Pritchard Capital analysts said, "As the futures market bounced higher yesterday morning, some spot markets disconnected." The futures contract for reformulated blend stock for oxygenate blending (RBOB) "hovered near record highs, but US Gulf Coast gasoline traded at some of the weakest levels vs. futures seen this year," Pritchard Capital reported. "Trading liquidity remains thin overall in the usually very active gulf market. The huge price tag attached to outright barrels due to the vaulting NYMEX has sidelined many players who simply can't get credit to trade. In addition, market watchers continue to note pushback from consumers that has diminished demand levels," the analysts said.
Speaking at a July 1 press conference at the World Petroleum Congress in Madrid, Nobuo Tanaka, executive director of the International Energy Agency, said, "Record prices in the oil market in recent months have become a threat to the global economy and social welfare of millions of peoplesome are calling it the third oil shock. While we have seen some weakening in demand in the Organization for Economic Cooperation and Development, supply constraints, refinery limitations, and continued demand growth in key emerging markets will maintain pressure in the market over the medium term," Tanaka said.
Production by members of the Organization of Petroleum Exporting Countries is "at record highs and non-OPEC producers are working at full throttle, but stocks show no unusual build," Tanaka said, adding, "These factors demonstrate that it is mainly fundamentals pushing up the price." IEA launched its new Medium-Term Oil Market Report at that meeting, reducing its global demand estimate for 2008 by 1.4 million b/d to 86.87 million b/d.
In other news, Algeria said it will keep its oil production capacity steady at 1.45 million b/d, marking the second time in 6 months it has reduced its production target. Government officials reported in December that Algeria couldn't increase output to 2 million b/d by 2010, as previously planned, because of a shortage of contractors. At that time they set the production target for 1.5 million b/d.
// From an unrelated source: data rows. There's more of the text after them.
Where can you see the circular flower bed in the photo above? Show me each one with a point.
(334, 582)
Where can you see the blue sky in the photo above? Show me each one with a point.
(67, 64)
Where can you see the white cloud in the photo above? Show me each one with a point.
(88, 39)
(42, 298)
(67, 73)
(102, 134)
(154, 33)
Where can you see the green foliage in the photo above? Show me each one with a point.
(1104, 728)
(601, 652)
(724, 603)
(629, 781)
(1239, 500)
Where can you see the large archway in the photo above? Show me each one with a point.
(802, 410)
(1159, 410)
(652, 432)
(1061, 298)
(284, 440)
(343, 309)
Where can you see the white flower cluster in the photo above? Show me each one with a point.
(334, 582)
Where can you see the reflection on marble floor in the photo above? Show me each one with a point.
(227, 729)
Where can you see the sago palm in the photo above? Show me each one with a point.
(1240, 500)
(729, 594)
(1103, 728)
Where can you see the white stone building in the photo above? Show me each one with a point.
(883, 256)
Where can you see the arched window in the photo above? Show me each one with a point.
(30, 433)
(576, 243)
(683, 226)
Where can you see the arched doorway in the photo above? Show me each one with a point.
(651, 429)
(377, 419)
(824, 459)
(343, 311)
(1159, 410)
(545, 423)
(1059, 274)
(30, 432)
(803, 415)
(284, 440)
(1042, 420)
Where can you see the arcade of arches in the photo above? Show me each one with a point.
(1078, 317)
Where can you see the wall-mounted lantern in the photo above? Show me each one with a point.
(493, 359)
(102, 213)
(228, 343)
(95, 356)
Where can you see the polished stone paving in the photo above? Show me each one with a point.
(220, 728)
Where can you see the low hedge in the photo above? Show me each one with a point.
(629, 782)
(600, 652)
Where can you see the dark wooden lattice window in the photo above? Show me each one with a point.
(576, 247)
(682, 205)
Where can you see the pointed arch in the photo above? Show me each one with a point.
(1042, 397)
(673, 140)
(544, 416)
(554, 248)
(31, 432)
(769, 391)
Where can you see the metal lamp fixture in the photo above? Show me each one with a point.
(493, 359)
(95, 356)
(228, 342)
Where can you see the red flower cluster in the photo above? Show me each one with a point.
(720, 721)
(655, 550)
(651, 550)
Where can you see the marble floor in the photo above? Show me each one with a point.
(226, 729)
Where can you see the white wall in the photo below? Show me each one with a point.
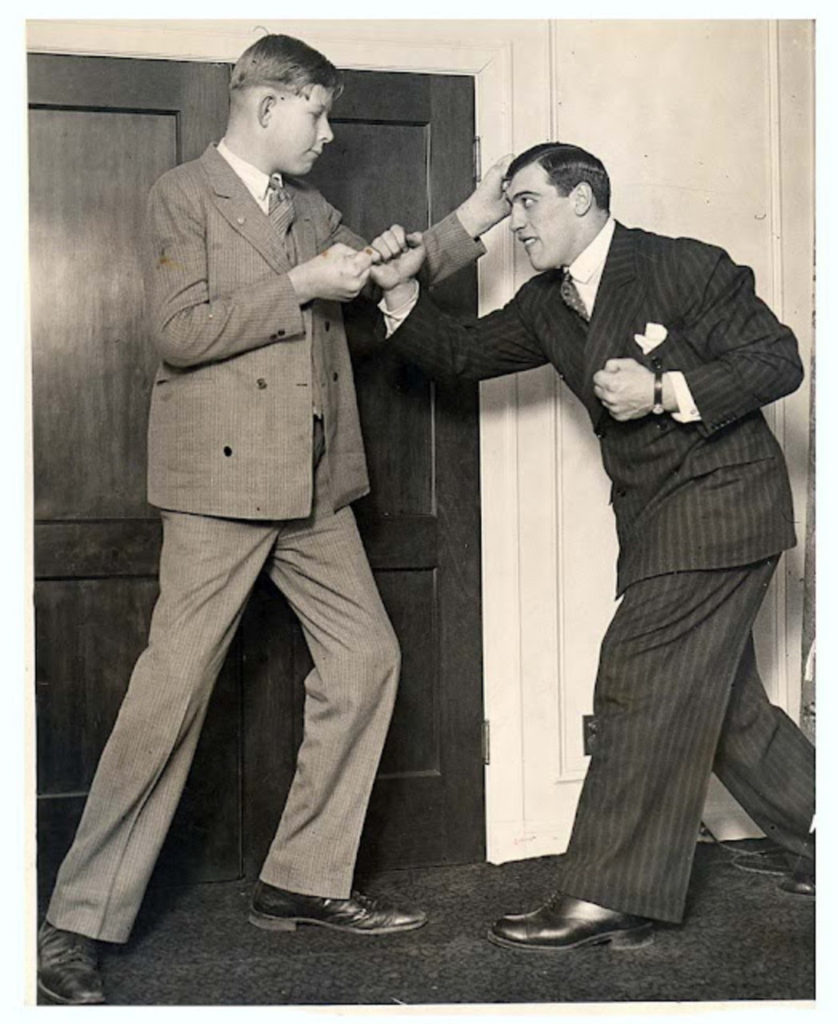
(707, 130)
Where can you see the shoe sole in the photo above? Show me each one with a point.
(67, 1003)
(269, 924)
(634, 938)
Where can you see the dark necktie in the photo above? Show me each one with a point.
(571, 296)
(280, 209)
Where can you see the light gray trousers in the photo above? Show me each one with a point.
(208, 567)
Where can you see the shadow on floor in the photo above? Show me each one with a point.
(743, 938)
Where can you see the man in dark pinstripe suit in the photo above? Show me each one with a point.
(666, 343)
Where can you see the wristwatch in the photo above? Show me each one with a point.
(658, 396)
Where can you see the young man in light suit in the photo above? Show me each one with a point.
(673, 355)
(254, 456)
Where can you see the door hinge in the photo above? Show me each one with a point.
(475, 159)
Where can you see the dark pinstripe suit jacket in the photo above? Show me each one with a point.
(707, 495)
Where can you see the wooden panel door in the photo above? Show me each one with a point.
(100, 132)
(402, 153)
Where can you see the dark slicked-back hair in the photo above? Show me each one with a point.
(287, 61)
(566, 166)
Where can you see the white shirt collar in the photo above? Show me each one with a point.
(591, 260)
(257, 181)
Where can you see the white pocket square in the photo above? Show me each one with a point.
(652, 337)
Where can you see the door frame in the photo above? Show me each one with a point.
(433, 48)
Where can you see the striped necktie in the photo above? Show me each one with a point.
(571, 296)
(280, 207)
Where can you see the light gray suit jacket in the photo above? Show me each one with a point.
(229, 431)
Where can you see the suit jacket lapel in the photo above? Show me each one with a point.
(302, 228)
(615, 320)
(241, 211)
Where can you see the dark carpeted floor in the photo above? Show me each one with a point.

The August contract for benchmark US sweet, light crudes slipped from a record high, down 21¢, to close at $140/bbl June 30 on NYMEX. The September contract lost 17¢ to $140.58/bbl. On the US spot market, West Texas Intermediate at Cushing, Okla., was down 21¢ to $140/bbl. The July contract for heating oil slipped 0.37¢ to $3.90/gal on NYMEX. The July RBOB contract inched up a minimal 0.03¢ to remain virtually unchanged at $3.50/gal.
The August natural gas contract climbed 15.5¢ to $13.35/MMbtu on NYMEX. On the US spot market, gas at Henry Hub, La., increased 7.5¢ to $13.16/MMbtu.
In London, the August IPE contract for North Sea Brent crude lost 48¢ to $139.83/bbl. The July gas oil contract dropped $4.25 to $1,262.50/tonne.
The average price for OPEC's basket of 13 reference crudes gained 72¢ to $136.03/bbl.